Par Antoine B. le mardi 1 avril 2008, 20:23 - Lien permanent
A en croire les sondages et les médias qui les relaient, le pouvoir d’achat est le principal soucis des Français. Dans le cas du pouvoir d’achat comme dans le cas de la plupart des sujets qui font débat, lorsque l’on évoque un problème, on évoque également les solutions proposées par les uns et les autres sur le sujet. Les solutions évoquées pour répondre au problème du pouvoir d’achat sont, bien entendu, différentes de celles évoquées pour répondre aux problèmes posés par l’obésité, la guerre en Afghanistan ou la suppression de la pub avant les chiffres et les lettres.
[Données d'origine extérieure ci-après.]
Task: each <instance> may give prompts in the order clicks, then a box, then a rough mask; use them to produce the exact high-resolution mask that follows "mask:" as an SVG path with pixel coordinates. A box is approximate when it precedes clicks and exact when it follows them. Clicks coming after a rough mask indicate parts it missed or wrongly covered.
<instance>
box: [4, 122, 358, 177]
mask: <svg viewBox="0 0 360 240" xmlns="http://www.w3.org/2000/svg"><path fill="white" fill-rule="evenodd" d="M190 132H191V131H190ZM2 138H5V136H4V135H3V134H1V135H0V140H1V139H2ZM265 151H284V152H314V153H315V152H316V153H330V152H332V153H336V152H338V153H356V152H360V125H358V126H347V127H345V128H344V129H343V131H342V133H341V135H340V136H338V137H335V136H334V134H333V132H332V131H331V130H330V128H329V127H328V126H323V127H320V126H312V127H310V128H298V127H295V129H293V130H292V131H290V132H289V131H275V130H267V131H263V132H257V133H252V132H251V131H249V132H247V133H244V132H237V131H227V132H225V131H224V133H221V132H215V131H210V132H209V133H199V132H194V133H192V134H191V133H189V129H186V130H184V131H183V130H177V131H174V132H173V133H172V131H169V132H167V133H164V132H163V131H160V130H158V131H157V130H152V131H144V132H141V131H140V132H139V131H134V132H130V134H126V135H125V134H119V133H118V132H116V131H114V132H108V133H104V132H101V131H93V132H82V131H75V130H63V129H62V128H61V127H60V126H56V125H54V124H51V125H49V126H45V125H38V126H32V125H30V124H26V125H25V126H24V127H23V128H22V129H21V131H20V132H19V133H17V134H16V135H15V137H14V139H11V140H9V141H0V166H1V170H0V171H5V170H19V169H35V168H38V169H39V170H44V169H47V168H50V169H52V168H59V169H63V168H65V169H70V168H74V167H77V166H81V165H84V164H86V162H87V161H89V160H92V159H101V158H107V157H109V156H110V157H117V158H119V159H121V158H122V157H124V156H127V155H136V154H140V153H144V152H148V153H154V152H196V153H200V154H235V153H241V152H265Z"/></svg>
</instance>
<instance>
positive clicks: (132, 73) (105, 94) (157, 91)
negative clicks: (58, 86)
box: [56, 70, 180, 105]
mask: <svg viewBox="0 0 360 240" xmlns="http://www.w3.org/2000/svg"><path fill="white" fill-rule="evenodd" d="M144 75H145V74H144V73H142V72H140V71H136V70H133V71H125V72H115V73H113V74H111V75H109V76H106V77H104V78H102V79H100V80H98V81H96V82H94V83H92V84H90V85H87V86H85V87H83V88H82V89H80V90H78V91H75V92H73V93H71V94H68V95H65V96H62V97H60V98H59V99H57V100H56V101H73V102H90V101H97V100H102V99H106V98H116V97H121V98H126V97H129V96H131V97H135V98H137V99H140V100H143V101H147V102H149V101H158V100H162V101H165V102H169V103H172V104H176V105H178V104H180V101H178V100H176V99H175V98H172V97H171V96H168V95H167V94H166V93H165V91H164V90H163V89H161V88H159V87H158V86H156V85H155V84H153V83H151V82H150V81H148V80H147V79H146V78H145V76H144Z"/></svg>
Normal. Ce qui l’est moins, c’est qu’elles soient différentes de celles évoquées pour accroître la croissance. Peut-être est-ce dû à ce que la définition précise de ce qu’est la croissance est méconnue du grand public. Si c’est le cas, alors il convient de rappeler une chose fondamentale : la croissance et l’amélioration du pouvoir d’achat, c’est, à peu de choses près, la même chose.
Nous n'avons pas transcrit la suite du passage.